Obok zdjęcia, na którym znajduje się aktorka, jedząca hamburgera, oraz talerz pełen kanapek, pojawił się wpis zachęcający do jedzenia sera. Cichopek przekonuje w nim, że świetnie smakuje, a jego skład jest bardzo dobry.
To nie spodobało się sporej grupie internautów, którzy wyrazili swoje zniesmaczenie w komentarzach. Zobaczcie kilka z nich:
Najpierw wszyscy reklamują i polecają odchudzające super koktajle, szejki, herbatki, a nagle ser, który jest tłusty. Podjeżdżają mi te reklamy strasznym natręctwem. Aż nie chce mi się tego sera próbować.
Zdrowe koktajle, a za chwilę tłusty ser. I w co tu wierzyć!? Ani w jedno, ani w drugie. Czysta reklama.
Pani Kasiu, naprawdę? Ser? Słabe - piszą.

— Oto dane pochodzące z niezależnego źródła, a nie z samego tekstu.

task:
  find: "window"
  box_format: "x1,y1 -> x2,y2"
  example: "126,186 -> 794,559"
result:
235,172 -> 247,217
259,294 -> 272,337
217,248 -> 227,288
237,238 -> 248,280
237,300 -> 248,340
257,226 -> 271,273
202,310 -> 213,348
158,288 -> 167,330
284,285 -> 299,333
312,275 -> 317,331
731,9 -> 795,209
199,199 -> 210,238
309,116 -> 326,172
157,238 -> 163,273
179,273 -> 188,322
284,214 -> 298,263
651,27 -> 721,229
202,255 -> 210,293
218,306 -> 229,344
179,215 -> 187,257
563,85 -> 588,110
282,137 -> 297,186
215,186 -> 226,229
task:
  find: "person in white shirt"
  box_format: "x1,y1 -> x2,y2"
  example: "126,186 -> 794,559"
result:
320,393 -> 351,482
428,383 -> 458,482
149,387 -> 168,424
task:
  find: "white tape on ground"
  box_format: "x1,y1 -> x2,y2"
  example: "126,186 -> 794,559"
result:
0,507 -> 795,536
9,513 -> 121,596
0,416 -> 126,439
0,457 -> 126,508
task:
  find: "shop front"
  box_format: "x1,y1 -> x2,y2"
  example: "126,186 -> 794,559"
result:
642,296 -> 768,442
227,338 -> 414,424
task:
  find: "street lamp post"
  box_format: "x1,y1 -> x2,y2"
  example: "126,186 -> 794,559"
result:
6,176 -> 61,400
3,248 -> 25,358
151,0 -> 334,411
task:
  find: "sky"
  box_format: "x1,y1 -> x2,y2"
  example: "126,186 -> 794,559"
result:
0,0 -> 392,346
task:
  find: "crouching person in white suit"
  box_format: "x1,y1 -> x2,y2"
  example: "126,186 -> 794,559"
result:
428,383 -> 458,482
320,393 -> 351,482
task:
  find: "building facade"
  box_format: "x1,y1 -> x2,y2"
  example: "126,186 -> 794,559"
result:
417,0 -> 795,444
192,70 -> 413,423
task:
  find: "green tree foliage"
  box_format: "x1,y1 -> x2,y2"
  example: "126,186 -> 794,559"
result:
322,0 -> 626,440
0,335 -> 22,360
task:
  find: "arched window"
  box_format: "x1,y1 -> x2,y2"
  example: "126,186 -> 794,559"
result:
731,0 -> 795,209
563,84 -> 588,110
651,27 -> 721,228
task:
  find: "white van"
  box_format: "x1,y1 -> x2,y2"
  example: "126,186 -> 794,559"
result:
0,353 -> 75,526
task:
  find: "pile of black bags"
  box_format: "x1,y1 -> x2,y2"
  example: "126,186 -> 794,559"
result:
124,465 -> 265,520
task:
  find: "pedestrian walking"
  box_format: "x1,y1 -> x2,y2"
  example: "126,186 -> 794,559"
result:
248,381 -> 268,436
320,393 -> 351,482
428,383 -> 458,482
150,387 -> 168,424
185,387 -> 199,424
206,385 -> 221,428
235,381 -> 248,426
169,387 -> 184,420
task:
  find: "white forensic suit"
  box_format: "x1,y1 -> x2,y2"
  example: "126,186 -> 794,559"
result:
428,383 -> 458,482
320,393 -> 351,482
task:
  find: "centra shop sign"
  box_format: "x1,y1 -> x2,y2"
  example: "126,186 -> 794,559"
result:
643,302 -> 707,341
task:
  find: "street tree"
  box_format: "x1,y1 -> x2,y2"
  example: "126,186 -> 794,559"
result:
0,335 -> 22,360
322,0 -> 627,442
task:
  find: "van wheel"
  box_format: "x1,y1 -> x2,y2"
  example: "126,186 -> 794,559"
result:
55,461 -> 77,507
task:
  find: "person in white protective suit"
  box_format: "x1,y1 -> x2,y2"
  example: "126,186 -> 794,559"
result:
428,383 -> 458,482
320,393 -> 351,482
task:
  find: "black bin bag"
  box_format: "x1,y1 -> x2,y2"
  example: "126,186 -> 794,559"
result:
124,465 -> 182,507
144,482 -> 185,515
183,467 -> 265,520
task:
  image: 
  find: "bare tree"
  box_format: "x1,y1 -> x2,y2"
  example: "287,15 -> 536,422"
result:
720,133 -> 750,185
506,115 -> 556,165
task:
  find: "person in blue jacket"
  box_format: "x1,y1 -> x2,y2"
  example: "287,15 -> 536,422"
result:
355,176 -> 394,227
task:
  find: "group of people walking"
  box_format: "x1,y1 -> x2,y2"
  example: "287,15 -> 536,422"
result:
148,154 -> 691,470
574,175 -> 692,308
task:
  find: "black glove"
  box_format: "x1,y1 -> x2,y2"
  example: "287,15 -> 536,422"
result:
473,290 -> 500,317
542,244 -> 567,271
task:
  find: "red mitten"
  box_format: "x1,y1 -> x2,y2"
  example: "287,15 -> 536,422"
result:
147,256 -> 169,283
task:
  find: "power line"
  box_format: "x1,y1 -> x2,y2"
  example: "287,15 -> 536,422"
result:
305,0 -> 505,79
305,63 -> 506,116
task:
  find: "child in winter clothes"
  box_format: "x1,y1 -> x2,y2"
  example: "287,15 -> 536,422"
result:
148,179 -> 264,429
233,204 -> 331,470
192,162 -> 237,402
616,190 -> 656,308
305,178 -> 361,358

Katarzyna Cichopek zareagowała i odpisała tym, co ją atakują. Jej zdaniem jedno nie wyklucza drugiego i poprosiła, żeby nie krytykować jej od razu, a najpierw przejrzeć jej profil, na którym nie raz pojawiły się np. zdjęcia z zapiekankami.
Jedno nie wyklucza drugiego. Lubię grzanki, burgery i pizzę. Nie jem codziennie, ale dla smaku chętnie. Przejrzyj mój profil, to zobaczysz zdjęcia z zapiekankami. Nie krytykuj mnie tak od razu. A w pokazywaniu fajnych produktów nie ma nic złego. Nie chcesz, nie próbuj. Dobrego dnia życzę - broniła się.
Przekonuje was jej tłumaczenie? Czy myślicie, że jednak straci wiarygodność?